Un pouvoir énorme qui n’a pas toujours bien servi le parti, si on se souvient d’Alfonso Gagliano lors du scandale des commandites, ou du passage de Denis Coderre dans ce rôle, avant son saut à la mairie de Montréal. En 2009, Coderre avait utilisé son grand pouvoir médiatique pour quitter avec fracas son poste de lieutenant, accusant l’entourage « de Toronto » de Michael Ignatieff de diriger le parti au détriment du Québec. Une charge qui avait fait mal aux libéraux, et que Justin Trudeau, alors simple député, n’avait pas appréciée.

Le premier ministre et son équipe s’aperçoivent toutefois que si se passer d’un lieutenant au Québec semblait une bonne idée sur papier, en pratique, c’est difficile. En raison de sa langue et de ses débats particuliers, la province a un écosystème médiatique unique. Désigner un porte-parole québécois au Conseil des ministres lors des dossiers chauds, quelqu’un qui puisse donner des entrevues et servir de courroie de transmission avec le gouvernement du Québec, devenait impératif.

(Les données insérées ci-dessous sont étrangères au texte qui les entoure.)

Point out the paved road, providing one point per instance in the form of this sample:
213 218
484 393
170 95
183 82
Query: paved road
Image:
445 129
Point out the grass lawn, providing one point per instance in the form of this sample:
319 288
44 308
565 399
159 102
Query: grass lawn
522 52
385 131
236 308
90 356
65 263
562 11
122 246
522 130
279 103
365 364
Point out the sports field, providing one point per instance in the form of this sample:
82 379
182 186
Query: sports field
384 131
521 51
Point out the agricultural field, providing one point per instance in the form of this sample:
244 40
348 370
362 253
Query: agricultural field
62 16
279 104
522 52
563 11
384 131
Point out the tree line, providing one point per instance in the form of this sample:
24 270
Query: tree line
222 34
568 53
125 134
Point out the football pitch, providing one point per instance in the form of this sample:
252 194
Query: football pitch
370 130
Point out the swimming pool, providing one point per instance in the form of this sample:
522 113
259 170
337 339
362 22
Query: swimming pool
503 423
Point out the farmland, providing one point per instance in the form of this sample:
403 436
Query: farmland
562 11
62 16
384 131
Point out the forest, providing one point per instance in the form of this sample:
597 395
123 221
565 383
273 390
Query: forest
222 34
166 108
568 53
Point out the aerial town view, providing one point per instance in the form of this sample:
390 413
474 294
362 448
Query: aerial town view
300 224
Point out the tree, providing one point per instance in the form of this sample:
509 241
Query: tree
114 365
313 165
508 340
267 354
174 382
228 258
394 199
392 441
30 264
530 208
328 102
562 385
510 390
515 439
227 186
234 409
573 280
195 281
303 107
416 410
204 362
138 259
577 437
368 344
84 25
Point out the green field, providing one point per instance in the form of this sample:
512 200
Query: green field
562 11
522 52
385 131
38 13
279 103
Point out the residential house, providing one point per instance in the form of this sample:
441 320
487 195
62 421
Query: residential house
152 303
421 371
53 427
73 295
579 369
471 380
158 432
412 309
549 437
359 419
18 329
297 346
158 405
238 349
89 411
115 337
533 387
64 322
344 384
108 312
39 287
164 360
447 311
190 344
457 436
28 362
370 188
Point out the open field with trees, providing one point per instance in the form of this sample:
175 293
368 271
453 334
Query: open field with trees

L’équipe de Trudeau aurait aimé que le départ de Stéphane Dion ouvre la porte à l’arrivée de l’ancienne ministre libérale provinciale Yolande James sur la scène fédérale. On la voyait comme une potentielle lieutenante au Québec sur le plan des communications, sans pour autant envisager de lui accorder les pouvoirs d’organisation et de nomination de ses prédécesseurs. Mais voilà, contre toute attente, elle a perdu l’investiture dans Saint-Laurent.

Depuis, Justin Trudeau se tourne vers Marc Garneau pour les enjeux nationaux ou montréalais, et vers le ministre Jean-Yves Duclos pour les sujets qui touchent la région de Québec. Avec Mathieu Bouchard, conseiller de Trudeau à Ottawa, ils forment le trio d’influence du fédéral dans la province. Ils sont les points de contact du gouvernement Couillard.

Le ministre du Commerce international, François-Philippe Champagne, qui était pressenti par le bureau du premier ministre pour jouer un plus grand rôle en matière de communication lorsqu’il a fait son entrée au Cabinet en janvier dernier, n’est pas encore suffisamment à l’aise hors des sujets à caractère économique pour prendre davantage de place médiatique.

Marc Garneau n’est pas un communicateur coloré comme l’était un Jean Lapierre ou comme l’est un Denis Coderre. « Il a le charisme d’une thermopompe », m’a déjà dit un observateur attentif de la politique. N’empêche, il a beau être plutôt terne, depuis que le premier ministre lui confie des dossiers délicats, il n’a pas échappé le ballon. À défaut d’être allumé, il est efficace.

Pas question cependant de lui accorder les pouvoirs d’organisateur en chef au Québec. Sur ce plan, Trudeau est inflexible : il ne va pas recréer de poste de lieutenant tout-puissant. De toute façon, Garneau n’est pas un gars de terrain. Il ne voit pas la politique sous l’angle stratégique et tactique, de sorte que lui confier plus de pouvoir serait une erreur.

Marc Garneau siège à quatre comités du Cabinet. Il préside celui des relations Canada-États-Unis, particulièrement critique ces temps-ci, et siège à celui du renseignement et de la gestion des urgences, ce qui est pratique quand le premier ministre l’envoie éteindre des feux devant les médias.

Garneau est devenu un pompier par défaut. Un lieutenant sans le titre et les pouvoirs. Dans les circonstances, c’est toutefois mieux que de laisser brûler la grange lors de chaque controverse. Son ascension est indéniable.

Le prochain député à surveiller sera Joël Lightbound, le député libéral fédéral de Louis-Hébert, à Québec. Même s’il n’est pas ministre (encore ?), il a été très visible lors de l’attentat à la mosquée de Québec, et il le sera de plus en plus dans le dossier de la légalisation de la marijuana. En haut lieu, on le perçoit comme une vedette montante.